Кристин внимательно посмотрела на нее. В ее серых глазах что-то промелькнуло – нечто теплое? Или это был лишь отблеск потолочных ламп? Она слегка наклонилась.
«– Можно, – сказала она тихо, но очень четко. Ее рука, сильная и уверенная, легла Кларет на плечо. Не хватка собственника, как раньше, а... опора? Поддержка? – Если знаешь как. И если есть за кого бороться.» Ее взгляд задержался на лице Кларет дольше, чем нужно для простого дружеского жеста. В нем читалась какая-то странная интенсивность. Но Кларет, захлестнутая волной признательности, не анализировала. Она восприняла это как преданность. Редкую, драгоценную преданность.
«– Пойдем, – Кристин снова взяла ее за руку, но на этот раз – крепко, но без той сокрушающей боли, что была в первый день. – Здесь душно.»
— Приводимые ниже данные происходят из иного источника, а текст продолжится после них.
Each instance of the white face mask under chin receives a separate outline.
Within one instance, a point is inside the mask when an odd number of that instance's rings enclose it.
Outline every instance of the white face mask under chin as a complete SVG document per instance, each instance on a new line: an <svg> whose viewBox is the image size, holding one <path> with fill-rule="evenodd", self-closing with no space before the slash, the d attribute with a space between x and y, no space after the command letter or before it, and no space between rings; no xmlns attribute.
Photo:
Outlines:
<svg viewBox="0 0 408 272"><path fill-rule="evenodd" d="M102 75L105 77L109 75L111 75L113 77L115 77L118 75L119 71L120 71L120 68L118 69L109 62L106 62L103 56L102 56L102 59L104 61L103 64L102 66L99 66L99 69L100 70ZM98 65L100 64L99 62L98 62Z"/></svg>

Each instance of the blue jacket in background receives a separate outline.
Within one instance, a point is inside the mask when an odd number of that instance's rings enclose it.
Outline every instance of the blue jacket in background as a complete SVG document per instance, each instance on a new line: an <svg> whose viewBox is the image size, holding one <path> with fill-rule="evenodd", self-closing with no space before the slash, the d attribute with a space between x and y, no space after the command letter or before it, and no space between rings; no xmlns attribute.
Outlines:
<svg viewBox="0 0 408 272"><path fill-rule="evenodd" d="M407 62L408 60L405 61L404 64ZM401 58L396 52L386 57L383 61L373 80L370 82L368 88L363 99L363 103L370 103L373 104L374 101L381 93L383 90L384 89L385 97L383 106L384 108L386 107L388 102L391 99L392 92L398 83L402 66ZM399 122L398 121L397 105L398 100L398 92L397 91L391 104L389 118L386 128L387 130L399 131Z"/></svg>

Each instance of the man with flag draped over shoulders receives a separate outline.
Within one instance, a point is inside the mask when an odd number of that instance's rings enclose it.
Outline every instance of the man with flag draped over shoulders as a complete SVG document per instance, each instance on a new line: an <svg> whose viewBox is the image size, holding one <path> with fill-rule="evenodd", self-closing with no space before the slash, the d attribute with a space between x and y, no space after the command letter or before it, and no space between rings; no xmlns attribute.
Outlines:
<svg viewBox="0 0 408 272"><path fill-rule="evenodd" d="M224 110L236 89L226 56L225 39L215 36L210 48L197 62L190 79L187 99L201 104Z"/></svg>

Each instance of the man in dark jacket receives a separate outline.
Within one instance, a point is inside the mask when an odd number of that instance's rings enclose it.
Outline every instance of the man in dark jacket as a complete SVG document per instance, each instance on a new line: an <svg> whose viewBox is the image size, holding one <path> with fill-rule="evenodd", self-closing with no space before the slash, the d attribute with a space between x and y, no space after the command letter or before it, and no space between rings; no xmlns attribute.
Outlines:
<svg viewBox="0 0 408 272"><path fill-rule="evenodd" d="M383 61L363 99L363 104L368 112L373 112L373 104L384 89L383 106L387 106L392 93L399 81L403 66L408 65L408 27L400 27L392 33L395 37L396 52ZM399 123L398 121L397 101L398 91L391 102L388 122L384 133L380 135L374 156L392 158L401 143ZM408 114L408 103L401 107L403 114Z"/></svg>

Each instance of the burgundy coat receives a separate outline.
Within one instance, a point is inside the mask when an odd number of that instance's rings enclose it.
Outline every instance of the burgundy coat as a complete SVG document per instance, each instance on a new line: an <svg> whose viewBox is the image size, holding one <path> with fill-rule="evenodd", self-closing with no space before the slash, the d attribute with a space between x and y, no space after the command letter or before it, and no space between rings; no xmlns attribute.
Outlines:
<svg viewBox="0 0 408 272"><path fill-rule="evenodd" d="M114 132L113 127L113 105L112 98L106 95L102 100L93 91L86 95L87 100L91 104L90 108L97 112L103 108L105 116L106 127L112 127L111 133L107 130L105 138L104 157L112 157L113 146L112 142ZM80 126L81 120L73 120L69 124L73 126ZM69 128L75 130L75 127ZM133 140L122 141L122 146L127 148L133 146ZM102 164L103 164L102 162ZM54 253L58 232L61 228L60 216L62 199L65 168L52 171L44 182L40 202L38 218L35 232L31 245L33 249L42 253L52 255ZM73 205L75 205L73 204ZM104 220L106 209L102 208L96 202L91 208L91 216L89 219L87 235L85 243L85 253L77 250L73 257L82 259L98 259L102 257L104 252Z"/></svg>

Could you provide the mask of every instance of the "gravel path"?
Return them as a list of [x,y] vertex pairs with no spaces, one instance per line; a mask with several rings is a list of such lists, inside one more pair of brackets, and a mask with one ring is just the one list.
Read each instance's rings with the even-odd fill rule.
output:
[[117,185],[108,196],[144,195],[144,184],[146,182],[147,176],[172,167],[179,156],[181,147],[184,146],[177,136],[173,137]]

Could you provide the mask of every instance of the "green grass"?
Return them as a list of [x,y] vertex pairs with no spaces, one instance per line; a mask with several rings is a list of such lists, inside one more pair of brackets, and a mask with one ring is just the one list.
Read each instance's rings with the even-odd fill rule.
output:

Они вышли из спортзала. Кларет шла рядом с Кристин, чувствуя ее уверенность, как теплую волну. Взгляды, которые ловили их в коридоре, больше не казались такими колючими. Теперь в них читался страх. Страх перед Кристин. И это... это было прекрасно. Освобождающе. Кларет украдкой взглянула на профиль своей «подруги». Резкий подбородок, прямой нос, сосредоточенный взгляд. Она сильная, – подумала Кларет с искренним восхищением. Она моя защитница. Сомнения, навеянные странной интенсивностью Кристин, ее немного пугающей силой, растворились без следа. Она ошиблась, подумав о новой клетке. Это была не клетка. Это была крепость. И Кристин была ее стенами. Самыми надежными стенами в этом аду под названием «Евродикии».
Она даже не заметила, как ее пальцы чуть сжали руку Кристин в ответ. Ответное доверие. Соломинка стала прочным мостом. И Кларет была готова идти по нему, куда угодно. Лишь бы не назад. Лишь бы не в одиночество.